Britain to Ban Hizbullah under Anti-Terror Laws
Britain on Monday said it will ban the political wing of Hizbullah, making membership of the movement or inviting support for it a crime.
The decision follows outrage over the display of the Hizbullah flag, which features a Kalashnikov assault rifle, at pro-Palestinian demonstrations in London.
"Hizbullah is continuing in its attempts to destabilize the fragile situation in the Middle East," Home Secretary Sajid Javid said in a statement.
"We are no longer able to distinguish between their already banned military wing and the political party. Because of this, I have taken the decision to proscribe the group in its entirety," he said.
Subject to Parliament's approval, the order will go into effect on Friday and being a member, or inviting support for Hizbullah will be a criminal offense, carrying a sentence of up to 10 years in prison.
Hizbullah made electoral gains in Lebanon last year and now has three ministers in the government. The U.S. and others accuse the group of destabilizing the region through its military intervention in Syria on the side of President Bashar Assad's government.
"It is clear the distinction between Hizbullah's military and political wings does not exist," Foreign Secretary Jeremy Hunt said in Monday's statement.
"This does not change our ongoing commitment to Lebanon, with whom we have a broad and strong relationship," he said.
There was no immediate comment from Hizbullah officials in Beirut.
The British government is also banning Ansarul Islam, a jihadist group which emerged near the border between Mali and Burkina Faso in 2016, and the Group to Support Islam and Muslims (JNIM), which has sworn allegiance to Al-Qaida in the Islamic Maghreb.

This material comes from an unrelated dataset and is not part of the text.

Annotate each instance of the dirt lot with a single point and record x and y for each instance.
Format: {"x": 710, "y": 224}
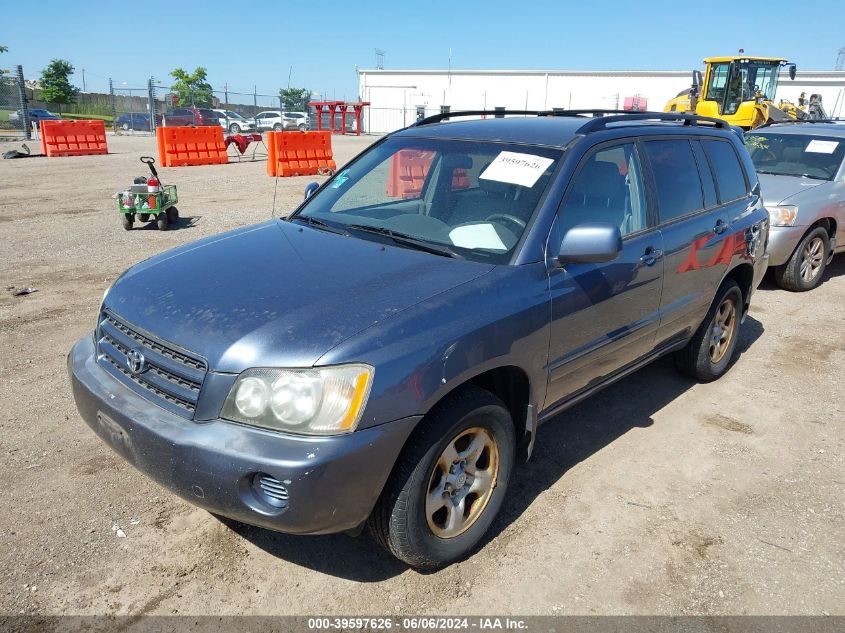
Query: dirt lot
{"x": 657, "y": 496}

Britain currently has 74 international terrorist organizations proscribed under the Terrorism Act 2000.
The European Union put the armed wing of Hizbullah on its terrorism blacklist in 2013, due to Hizbullah's alleged role in blowing up an Israeli tour bus in Bulgaria. But unlike the United States, they had up till now differentiated between the group's military and political wings.
The group does not specifically divide itself into armed and political wings and its leader, Sayyed Hassan Nasrallah, has said the group does not operate as two wings.
The British ban comes as the United States is increasing its pressure on Hizbullah, placing several sets of sanctions on the group and its regional backer, Iran.
Last week, the U.S. ambassador to Lebanon described what she labeled as Hizbullah's "growing" role in the new Lebanese cabinet as a threat to the country's stability. U.S. officials have also expressed concern that Hizbullah would exploit the ministries it runs to funnel money to fund the group's operations.